A notable number of machine learning algorithms and feature extraction methods have been developed in order to improve the analysis of MI responses [8,9]. Another improving approach is to perform several training sessions in which participants learn how to modulate their sensorimotor rhythms appropriately, relying on the spatial specificity of MI-induced brain plasticity [10,11]. However, even after long training sessions, between 15% to 30% of users may not develop enough coordination skills [12,13], yielding an inadequate performance of most brain-computer interface (BCI) systems (termed the BCI inefficiency factor) and posing one of the biggest challenges in MI research.
One more enhancing strategy of learning is identifying the causes of variability and incorporating appropriate actions in order to compensate for the BCI inefficiency [14], for instance, by including a calibration module that works hand-in-hand with the training procedure to make learning algorithms adapt to user EEG patterns [15,16]. In this regard, the correlation between the neural activity features that are extracted in advance (electrophysiological indicators or predictor) with the MI onset responses instructed via sensory stimuli can be assessed to prescreen participants for the ability to learn regulation of brain activity (pre-training measures) or for the improvement of learning abilities (training phase) [17]. A systematic review of the predictors of neurofeedback training outcome is given in [18,19], concluding that the most promising predictor seems to be the (neurophysiological) baseline activity, which was derived from the parameter targeted by the training.
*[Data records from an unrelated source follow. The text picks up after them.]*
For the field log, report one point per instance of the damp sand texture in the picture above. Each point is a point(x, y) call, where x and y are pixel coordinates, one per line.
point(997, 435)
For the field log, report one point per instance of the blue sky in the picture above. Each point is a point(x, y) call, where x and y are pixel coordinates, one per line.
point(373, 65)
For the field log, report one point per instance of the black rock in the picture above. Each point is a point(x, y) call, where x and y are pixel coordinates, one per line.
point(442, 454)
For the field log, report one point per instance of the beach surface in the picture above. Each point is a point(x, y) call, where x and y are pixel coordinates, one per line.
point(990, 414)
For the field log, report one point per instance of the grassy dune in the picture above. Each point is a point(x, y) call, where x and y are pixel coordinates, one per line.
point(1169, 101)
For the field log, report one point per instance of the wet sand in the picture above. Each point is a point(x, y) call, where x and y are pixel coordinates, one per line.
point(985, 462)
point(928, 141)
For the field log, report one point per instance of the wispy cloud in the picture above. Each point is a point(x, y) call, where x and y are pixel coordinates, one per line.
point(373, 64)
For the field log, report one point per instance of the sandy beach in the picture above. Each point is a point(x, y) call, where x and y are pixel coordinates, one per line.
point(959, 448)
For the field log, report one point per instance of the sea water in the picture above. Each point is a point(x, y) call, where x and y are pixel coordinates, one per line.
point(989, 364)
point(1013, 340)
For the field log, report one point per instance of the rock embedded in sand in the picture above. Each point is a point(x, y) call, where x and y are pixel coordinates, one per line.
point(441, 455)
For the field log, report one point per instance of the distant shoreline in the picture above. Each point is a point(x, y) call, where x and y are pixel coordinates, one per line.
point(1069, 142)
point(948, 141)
In an attempt to anticipate the evoked MI responses, several pre-training electrophysiological indicators are reported, like functional connectivity of resting-state networks [20], α rhythm activity of eyes-open and eyes-closed resting-states [21], pre-cue EEG rhythms over different brain regions [22], and the power spectral density estimates of resting wakefulness (before the cue-onset of the conventional MI trial timing and resting state) [23,24]. Although this last predictor is one of the most used, its curve-fitting method depends heavily on various parameters that are difficult to determine, regardless of the resting data employed [25]. Other predictors are derived from measuring the change in electrophysiological properties across the training sessions [26,27]. Other predictors are derived from measuring the change in electrophysiological properties across the training sessions [26,27,28]. Thus, event-related Des/synchronization (ERD/ERS) is extracted in order to evaluate the (in)efficiency of MI training, which shows a distinct activation of the sensorimotor cortex region in response to imagery tasks [29]. Although visible ERD lateralization of evoked MI activity has been considered for predicting the user’s control ability from neurophysiological measures [30], the characterization of its topography and frequency specificity poses a challenging task because of the difficulty in accurately quantifying the trial-to-trial variability [31,32].
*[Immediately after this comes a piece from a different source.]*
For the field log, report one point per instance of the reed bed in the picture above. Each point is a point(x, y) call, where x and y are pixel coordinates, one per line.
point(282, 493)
The linear correlation and regression models are used to explore or test the relationship between predictor and outcome measures, since they provide direct insight into the possible reasons for BCI control failures. However, the assumption of proportionality may be strong enough in real settings of MI tasks, resulting in scores with low values of significance. Instead, this task can be solved using linearizing models (like logistic regression [33]), which vary depending on the types and numbers of EEG indicators selected in each model [34]. Thus, related to motor evoked potential time series, nonlinear models (like random forests) can achieve significantly better prediction performance than a linear one (or logistic regression) [35]. In particular, machine learning analysis in nonlinear regression is extensively employed under two deep learning solutions [36,37]: (i) utilizing an ensemble of deep networks that suffer from larger computational complexity and (ii) transforming a single nonlinear regression hypothesis to a robust loss function that is jointly optimizable with the deep network usually in terms of the mean square error. However, the generalization ability is a major concern in developing deep regression models and computational complexity and hardware consumption [38].
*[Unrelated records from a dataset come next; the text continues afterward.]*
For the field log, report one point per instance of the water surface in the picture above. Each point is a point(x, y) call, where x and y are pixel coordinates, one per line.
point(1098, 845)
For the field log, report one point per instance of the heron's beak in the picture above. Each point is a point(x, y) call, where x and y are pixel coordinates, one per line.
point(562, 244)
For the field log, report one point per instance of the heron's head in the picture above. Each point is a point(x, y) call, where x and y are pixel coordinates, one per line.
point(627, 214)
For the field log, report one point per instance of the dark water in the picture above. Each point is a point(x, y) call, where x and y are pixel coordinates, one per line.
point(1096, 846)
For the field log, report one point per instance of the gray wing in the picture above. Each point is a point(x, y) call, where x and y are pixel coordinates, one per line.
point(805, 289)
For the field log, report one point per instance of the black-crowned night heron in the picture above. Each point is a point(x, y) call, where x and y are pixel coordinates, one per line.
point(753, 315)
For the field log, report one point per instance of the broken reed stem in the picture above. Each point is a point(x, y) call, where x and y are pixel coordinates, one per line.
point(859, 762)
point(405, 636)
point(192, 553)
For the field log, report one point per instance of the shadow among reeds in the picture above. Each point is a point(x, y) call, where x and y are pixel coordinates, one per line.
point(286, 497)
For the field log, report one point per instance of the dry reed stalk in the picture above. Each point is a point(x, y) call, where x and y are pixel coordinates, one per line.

Here, we develop a data-driven estimator, termed Deep Regression Network (DRN), which jointly extracts and performs the regression analysis to assess the efficiency of the individual brain networks in practicing MI tasks. Similar to the double-stage learning strategy for regression in [39], the proposed estimator initially learns a pool of deep patterns, extracted from the input data, in order to feed a neural regression model, allowing to infer the distinctiveness between subject assemblies having similar variability. The results, obtained on real-world MI data, prove that the DRN estimator fosters the ability of pre-training neural desynchronization and initial training synchronization to predict the bi-class accuracy response and, thus, providing a better understanding of the BCI-inefficiency of subjects.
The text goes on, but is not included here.